Indian Supreme Court to Set Up Committee to Investigate Pegasus Spyware Scandal
12:53 GMT 23.09.2021 (Updated: 10:39 GMT 19.07.2022)
So far, the Prime Minister Narendra Modi-led Indian government has been tight-lipped about the Pegasus snooping scandal after it was revealed that around 300 Indians, including politicians and activists, were being spied on through their phones.
The Supreme Court of India on Thursday said it will set up a technical expert committee to probe the Pegasus spyware scandal.
Next week, India's top court is set to pass an order on pleas relating to seeking an independent probe into the Pegasus snoopgate matter and establishing the committee.
Chief Justice N.V. Ramana told senior advocate C.U. Singh in court that some of the experts they had in mind for the committee wouldn't be able to participate, citing personal reasons.

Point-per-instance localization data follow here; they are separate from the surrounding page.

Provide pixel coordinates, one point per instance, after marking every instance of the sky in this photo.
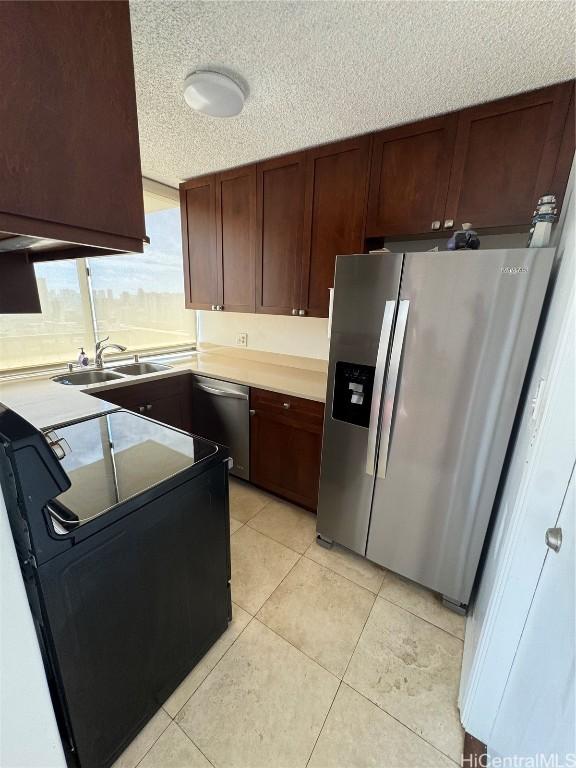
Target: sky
(158, 269)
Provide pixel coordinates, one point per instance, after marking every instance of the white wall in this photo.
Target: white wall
(537, 477)
(28, 732)
(302, 336)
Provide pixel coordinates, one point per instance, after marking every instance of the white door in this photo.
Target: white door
(537, 712)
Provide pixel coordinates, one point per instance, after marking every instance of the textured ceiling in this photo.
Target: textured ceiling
(320, 71)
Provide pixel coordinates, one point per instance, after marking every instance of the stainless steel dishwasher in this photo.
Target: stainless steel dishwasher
(221, 412)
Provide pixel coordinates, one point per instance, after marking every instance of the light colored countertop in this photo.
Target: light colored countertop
(45, 403)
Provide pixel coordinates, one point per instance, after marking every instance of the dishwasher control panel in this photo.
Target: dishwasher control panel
(353, 384)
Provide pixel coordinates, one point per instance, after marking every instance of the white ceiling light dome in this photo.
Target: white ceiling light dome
(213, 94)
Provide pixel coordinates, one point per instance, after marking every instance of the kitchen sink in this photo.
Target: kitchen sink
(139, 369)
(87, 377)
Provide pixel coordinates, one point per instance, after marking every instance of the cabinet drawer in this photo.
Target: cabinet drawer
(308, 412)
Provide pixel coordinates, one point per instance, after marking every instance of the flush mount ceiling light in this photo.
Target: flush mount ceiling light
(213, 94)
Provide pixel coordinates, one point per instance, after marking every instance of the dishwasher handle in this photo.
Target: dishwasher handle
(222, 392)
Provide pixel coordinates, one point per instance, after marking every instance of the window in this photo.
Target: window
(137, 300)
(55, 335)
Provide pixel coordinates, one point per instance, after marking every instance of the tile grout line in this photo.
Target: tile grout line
(192, 741)
(311, 559)
(381, 708)
(417, 616)
(323, 723)
(155, 740)
(359, 637)
(341, 679)
(215, 665)
(272, 538)
(376, 704)
(260, 621)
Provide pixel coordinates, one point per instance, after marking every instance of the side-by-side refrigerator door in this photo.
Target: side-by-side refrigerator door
(462, 341)
(364, 305)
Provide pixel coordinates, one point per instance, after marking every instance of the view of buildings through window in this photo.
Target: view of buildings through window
(138, 300)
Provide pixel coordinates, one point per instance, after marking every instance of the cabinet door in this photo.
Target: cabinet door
(409, 177)
(280, 197)
(505, 157)
(69, 150)
(198, 211)
(334, 215)
(236, 238)
(285, 446)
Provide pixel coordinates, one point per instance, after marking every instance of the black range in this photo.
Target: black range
(122, 529)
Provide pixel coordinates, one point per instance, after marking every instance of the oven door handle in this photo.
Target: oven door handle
(222, 392)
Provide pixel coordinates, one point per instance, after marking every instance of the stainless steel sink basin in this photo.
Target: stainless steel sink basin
(139, 369)
(86, 377)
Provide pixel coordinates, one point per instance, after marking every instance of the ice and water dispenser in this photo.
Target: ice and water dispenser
(353, 385)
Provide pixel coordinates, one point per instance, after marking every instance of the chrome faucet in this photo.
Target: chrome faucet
(101, 346)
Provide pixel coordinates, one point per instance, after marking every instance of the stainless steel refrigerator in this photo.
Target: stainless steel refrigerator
(428, 355)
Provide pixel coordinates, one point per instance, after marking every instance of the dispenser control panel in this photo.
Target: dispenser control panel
(353, 385)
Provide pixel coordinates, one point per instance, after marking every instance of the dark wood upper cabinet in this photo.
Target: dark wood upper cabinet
(334, 215)
(236, 238)
(566, 153)
(505, 157)
(69, 150)
(264, 238)
(409, 176)
(198, 212)
(280, 200)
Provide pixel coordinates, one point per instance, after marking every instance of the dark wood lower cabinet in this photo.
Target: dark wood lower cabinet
(166, 400)
(285, 446)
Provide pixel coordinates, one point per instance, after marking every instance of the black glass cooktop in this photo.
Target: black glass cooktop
(112, 458)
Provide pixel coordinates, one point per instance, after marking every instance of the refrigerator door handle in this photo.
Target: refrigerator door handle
(391, 386)
(381, 359)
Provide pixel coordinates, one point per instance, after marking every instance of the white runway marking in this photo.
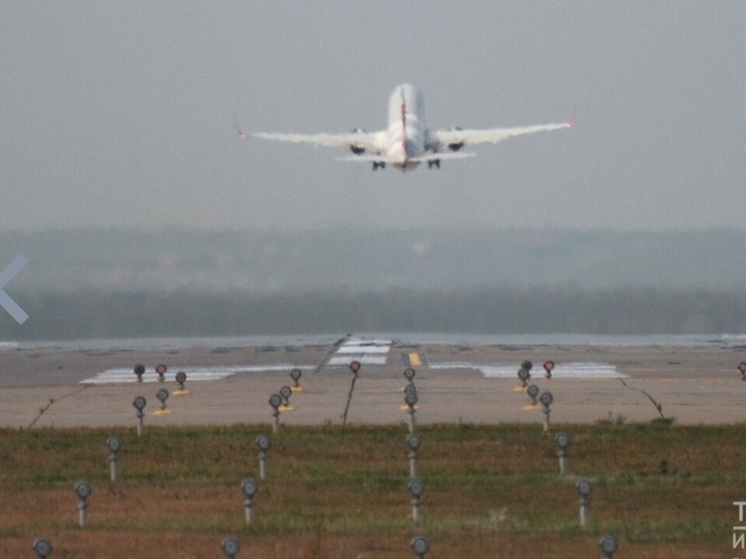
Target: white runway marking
(362, 359)
(127, 375)
(366, 352)
(561, 370)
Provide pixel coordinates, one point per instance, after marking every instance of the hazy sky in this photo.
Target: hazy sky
(121, 113)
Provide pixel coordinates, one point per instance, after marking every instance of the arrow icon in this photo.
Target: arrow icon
(5, 301)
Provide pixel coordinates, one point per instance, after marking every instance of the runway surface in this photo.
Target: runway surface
(52, 387)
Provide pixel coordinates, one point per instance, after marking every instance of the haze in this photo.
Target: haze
(122, 114)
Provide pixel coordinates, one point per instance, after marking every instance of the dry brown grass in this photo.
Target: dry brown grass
(491, 491)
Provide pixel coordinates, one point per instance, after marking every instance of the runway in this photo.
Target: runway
(53, 387)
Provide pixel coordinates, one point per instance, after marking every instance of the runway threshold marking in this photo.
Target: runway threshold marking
(366, 352)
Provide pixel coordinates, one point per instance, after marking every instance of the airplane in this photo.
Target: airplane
(407, 142)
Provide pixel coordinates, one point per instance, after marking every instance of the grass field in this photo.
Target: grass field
(341, 492)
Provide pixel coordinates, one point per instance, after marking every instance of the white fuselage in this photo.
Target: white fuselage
(406, 130)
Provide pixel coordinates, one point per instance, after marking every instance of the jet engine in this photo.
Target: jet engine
(457, 146)
(357, 150)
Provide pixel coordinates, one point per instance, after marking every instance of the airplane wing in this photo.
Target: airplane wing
(424, 158)
(372, 141)
(494, 135)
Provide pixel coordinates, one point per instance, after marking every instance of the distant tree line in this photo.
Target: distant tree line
(95, 314)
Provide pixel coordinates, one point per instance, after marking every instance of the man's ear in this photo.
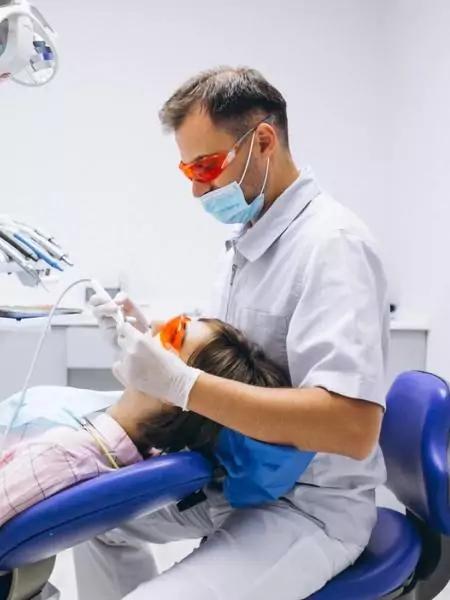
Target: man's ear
(266, 139)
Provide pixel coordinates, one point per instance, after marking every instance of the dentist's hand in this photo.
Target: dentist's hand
(146, 366)
(104, 309)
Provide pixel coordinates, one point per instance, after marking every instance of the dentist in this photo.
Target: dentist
(303, 278)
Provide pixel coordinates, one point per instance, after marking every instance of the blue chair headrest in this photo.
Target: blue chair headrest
(92, 507)
(415, 440)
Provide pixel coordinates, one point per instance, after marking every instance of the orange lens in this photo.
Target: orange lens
(173, 332)
(205, 169)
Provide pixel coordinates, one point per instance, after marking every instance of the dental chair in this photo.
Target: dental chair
(408, 556)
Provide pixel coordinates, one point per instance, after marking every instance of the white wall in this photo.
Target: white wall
(418, 48)
(86, 158)
(367, 89)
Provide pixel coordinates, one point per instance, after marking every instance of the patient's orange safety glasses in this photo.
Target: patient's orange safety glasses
(172, 333)
(209, 167)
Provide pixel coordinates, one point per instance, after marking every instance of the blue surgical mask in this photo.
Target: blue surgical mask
(228, 204)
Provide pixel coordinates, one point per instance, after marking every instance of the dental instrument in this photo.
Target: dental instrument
(118, 317)
(29, 249)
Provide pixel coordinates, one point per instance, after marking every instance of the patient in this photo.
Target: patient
(137, 426)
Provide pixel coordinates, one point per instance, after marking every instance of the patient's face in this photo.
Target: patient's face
(197, 335)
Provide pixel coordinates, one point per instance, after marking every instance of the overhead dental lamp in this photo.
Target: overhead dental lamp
(28, 52)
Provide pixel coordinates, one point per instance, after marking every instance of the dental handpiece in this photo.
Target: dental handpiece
(100, 290)
(52, 248)
(18, 259)
(18, 245)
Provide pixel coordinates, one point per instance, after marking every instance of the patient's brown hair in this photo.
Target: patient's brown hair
(228, 353)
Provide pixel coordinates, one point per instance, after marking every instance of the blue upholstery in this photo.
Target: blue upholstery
(415, 439)
(386, 563)
(94, 506)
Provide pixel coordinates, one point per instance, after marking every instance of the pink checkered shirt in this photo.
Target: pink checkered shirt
(36, 469)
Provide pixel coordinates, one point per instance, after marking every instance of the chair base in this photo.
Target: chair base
(29, 582)
(433, 572)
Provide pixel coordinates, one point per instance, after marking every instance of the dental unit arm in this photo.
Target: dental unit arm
(28, 53)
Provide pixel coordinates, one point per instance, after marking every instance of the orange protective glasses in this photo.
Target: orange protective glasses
(209, 167)
(173, 332)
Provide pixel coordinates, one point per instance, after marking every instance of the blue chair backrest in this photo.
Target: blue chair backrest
(415, 442)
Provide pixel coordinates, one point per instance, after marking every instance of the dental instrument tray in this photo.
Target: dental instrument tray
(32, 312)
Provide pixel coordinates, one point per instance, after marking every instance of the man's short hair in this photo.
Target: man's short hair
(234, 98)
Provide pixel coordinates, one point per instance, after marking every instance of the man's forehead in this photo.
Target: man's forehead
(198, 136)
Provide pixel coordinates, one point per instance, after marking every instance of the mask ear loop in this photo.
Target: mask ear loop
(248, 159)
(265, 177)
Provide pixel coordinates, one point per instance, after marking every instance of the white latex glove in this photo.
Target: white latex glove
(147, 366)
(104, 309)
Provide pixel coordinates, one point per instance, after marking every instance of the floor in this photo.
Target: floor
(64, 577)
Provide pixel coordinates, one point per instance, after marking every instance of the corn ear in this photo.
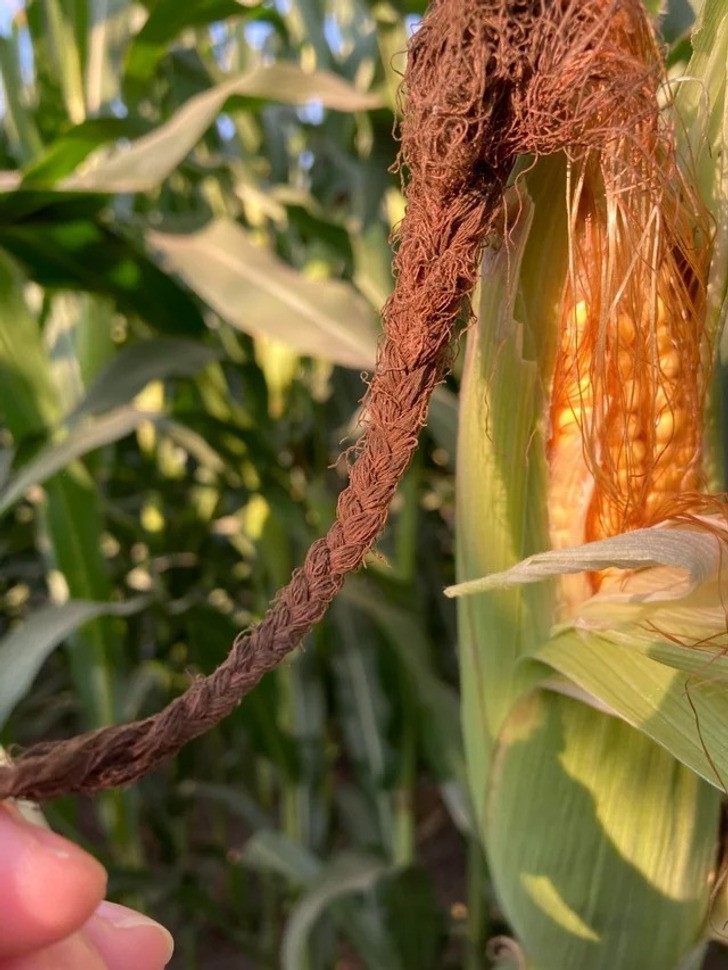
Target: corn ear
(595, 741)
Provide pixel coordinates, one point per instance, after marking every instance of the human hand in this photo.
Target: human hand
(52, 914)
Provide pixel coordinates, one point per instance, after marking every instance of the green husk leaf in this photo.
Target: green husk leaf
(684, 714)
(609, 795)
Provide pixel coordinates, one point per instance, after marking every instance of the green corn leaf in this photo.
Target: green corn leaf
(498, 506)
(80, 441)
(255, 291)
(133, 367)
(154, 156)
(610, 865)
(28, 645)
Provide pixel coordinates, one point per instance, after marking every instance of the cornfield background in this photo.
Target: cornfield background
(194, 221)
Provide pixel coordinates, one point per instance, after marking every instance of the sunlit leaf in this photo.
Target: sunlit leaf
(151, 158)
(252, 289)
(27, 646)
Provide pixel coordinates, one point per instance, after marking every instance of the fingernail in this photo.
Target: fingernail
(123, 918)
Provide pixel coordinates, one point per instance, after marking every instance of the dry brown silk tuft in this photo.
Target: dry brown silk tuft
(485, 81)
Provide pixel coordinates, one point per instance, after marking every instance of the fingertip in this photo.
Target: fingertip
(126, 938)
(50, 886)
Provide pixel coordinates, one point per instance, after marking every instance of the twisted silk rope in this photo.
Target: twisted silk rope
(481, 78)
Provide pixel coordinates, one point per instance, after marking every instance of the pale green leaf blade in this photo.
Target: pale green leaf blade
(271, 851)
(80, 441)
(255, 291)
(684, 715)
(24, 650)
(499, 505)
(133, 367)
(151, 158)
(609, 865)
(345, 875)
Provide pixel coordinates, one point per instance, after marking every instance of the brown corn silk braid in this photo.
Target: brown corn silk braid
(485, 81)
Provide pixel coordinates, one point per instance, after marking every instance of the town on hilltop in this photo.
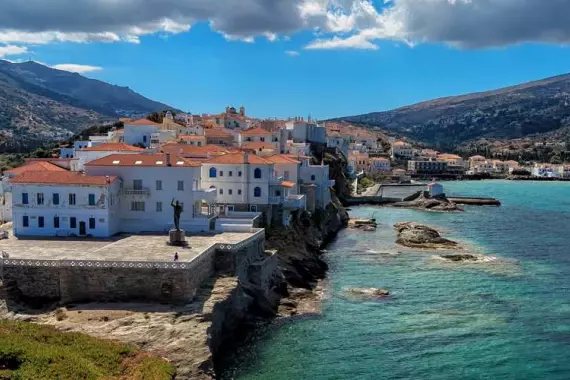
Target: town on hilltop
(229, 171)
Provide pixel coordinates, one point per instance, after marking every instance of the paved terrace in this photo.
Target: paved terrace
(132, 248)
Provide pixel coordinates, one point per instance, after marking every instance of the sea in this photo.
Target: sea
(506, 317)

The Pegasus row erupted on 18 July after a consortium of media outlets reported that Indian ministers, politicians, activists, businessmen, journalists, and others, including Rahul Gandhi, a key opposition leader, and Congress parliamentarian, had been potentially snooped on using the Israeli spyware Pegasus.
The Congress Party has been accusing the Prime Minister Narendra Modi-led federal government of using the Pegasus spyware on Indian journalists and opposition leaders.
Congress along with other opposition parties even organised a "Mega March" last month urging PM Modi's government to break its silence over the Pegasus spyware scandal.
The Bharatiya Janata Party-led federal government denied all the allegations.
The top court has been hearing many petitions demanding an inquiry into allegations that an Indian client of the spyware used it to conduct illegal surveillance.
On 13 September, a bench led by the chief justice reserved its orders after the government said, "it had nothing to hide" but cited "national security" to declare that it would not file a detailed affidavit in response to the petitions.
The Israeli firm NSO Group developed the software Pegasus. The latter can target a smartphone surreptitiously and exploit flaws in its operating system or apps to take away a wide array of private data. It can also track the user's movements and record calls.
The global spy tool Pegasus was reported to have been used globally for the purposes of hacking the phones of government officials, journalists, and activists.